He glanced up, and discovered that in his preoccupation he'd sat opposite a girl in an otherwise empty carriage.

She was staring at him. Her head swayed with the rocking of the carriage, her glossy black shoulder-length hair swung against her cheeks, but her brown eyes were still. They stared at him in undistinguished challenge. You dare, they threatened. Within the sheath of her thin short skirt her thighs clung together, clipped but rubbing softly, inadvertently. She reminded him—her expression particularly—of the woman in his dream.

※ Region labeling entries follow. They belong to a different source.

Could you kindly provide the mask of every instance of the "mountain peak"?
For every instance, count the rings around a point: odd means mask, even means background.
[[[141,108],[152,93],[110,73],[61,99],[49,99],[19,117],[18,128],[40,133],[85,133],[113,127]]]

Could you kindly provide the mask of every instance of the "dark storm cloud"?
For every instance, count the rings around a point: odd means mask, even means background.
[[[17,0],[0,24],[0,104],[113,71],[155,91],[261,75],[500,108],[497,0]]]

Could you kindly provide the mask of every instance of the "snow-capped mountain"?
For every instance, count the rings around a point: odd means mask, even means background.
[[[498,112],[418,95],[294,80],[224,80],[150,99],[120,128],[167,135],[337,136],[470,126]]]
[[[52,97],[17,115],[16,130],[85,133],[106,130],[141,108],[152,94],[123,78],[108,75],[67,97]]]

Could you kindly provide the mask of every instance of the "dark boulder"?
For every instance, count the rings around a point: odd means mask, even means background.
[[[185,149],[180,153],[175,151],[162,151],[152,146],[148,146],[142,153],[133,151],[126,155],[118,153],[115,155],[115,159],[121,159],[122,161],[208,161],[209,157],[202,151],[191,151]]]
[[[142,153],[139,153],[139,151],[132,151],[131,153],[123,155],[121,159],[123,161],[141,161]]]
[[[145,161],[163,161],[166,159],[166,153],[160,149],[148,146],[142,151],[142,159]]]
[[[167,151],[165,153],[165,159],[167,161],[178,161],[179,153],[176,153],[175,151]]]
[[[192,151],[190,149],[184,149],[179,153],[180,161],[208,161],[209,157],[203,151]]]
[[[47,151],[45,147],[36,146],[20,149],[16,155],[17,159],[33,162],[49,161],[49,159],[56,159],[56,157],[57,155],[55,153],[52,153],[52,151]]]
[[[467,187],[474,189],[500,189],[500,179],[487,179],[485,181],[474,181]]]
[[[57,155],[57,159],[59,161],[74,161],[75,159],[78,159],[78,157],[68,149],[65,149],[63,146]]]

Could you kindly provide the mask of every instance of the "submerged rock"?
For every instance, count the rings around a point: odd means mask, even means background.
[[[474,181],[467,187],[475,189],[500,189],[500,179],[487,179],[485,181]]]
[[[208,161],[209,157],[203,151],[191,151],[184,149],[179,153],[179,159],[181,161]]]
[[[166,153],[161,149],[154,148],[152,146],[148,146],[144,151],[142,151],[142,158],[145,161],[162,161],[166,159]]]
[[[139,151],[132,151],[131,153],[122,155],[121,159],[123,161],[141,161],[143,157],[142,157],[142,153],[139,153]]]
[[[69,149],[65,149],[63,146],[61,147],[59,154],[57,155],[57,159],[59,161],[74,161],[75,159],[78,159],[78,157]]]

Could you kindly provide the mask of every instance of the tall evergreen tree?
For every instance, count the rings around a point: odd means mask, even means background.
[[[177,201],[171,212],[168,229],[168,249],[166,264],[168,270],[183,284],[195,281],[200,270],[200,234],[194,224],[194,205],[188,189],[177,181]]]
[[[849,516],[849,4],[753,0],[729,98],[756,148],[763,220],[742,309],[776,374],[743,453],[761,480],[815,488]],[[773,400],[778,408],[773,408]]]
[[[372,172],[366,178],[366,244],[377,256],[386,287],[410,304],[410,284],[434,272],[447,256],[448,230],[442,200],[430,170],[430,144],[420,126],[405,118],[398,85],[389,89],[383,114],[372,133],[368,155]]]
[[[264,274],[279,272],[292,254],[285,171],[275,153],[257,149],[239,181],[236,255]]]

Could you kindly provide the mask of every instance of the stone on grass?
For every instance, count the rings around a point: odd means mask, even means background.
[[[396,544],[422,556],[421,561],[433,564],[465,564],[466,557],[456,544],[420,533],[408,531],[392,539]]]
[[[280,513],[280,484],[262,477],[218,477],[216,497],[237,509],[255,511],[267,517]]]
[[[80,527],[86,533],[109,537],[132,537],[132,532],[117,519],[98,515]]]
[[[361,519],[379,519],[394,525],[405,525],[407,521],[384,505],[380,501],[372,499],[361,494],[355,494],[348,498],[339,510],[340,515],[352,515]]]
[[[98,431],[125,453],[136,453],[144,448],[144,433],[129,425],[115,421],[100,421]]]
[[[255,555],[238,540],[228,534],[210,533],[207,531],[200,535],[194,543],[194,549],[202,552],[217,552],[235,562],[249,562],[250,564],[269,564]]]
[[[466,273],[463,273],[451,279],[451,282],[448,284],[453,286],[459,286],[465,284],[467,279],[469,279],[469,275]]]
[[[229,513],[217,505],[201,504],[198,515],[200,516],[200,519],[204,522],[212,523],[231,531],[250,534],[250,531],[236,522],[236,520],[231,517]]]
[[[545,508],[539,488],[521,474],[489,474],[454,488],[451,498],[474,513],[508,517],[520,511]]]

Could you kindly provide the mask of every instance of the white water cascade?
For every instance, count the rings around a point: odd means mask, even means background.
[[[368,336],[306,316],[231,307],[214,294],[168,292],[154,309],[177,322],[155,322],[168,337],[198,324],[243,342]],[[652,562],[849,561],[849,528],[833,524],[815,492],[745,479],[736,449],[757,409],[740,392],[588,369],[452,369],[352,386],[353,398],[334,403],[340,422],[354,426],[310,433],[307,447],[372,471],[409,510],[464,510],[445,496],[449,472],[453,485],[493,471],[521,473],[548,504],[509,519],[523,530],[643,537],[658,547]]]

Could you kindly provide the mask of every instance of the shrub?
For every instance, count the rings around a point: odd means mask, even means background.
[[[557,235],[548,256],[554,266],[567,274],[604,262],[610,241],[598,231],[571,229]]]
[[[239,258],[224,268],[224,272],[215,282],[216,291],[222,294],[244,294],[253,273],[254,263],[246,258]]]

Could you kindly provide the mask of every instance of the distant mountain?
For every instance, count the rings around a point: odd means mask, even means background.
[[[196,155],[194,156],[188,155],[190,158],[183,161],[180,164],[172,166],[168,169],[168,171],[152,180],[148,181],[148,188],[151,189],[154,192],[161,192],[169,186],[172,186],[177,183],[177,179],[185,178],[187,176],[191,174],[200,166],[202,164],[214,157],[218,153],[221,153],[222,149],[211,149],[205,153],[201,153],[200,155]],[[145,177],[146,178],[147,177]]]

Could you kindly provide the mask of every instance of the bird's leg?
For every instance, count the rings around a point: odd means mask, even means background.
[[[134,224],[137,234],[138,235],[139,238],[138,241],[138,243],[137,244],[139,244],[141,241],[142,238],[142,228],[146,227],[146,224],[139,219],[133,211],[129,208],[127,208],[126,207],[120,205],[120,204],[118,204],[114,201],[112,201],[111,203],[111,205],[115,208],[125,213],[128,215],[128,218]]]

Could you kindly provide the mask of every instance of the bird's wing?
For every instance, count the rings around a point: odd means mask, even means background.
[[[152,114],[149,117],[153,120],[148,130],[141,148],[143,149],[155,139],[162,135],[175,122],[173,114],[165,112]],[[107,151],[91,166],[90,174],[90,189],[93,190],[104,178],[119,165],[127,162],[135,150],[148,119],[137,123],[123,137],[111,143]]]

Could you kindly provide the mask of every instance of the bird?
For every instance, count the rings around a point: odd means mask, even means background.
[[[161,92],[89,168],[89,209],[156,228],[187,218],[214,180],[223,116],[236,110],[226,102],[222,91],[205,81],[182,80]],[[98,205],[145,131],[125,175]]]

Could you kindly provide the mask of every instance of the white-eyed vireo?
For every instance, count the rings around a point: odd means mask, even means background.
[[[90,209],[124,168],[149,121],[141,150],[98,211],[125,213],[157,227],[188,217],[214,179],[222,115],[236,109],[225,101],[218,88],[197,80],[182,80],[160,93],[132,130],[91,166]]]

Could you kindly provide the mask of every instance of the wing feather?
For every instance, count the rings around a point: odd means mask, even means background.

He couldn't get up now. That would look even more suspicious. Besides, she had no reason to suspect him: he wasn't going to let her will him to move. He felt uncomfortably hot, frustratingly tense. The wind through the Underground seemed to touch the September heat of the train not at all; the heat pressed on him, oppressive as the grimy yellow light. He toyed with the zipper of his case, gladly aware of the slides within, while the girl gazed at him. He was still distracting himself when, at the edge of his eye, a shape leapt past him and then past the girl.

He stared and met her gaze. She must have seen what it was, although he had seen nothing but movement. But the challenge in her eyes remained unchanged, and he felt she wasn't pretending not to have noticed. Perhaps the movement had been an aberration of the lights. As he thought so, the lights of the carriage went out.

Phil grabbed his case to him with both hands. He was rushing forward, borne by clattering hollow darkness. For the first time he was aware of the girl's breathing, rapid, harsh. It was near his face, too near. He had just realized that when her nails jabbed into his shoulders.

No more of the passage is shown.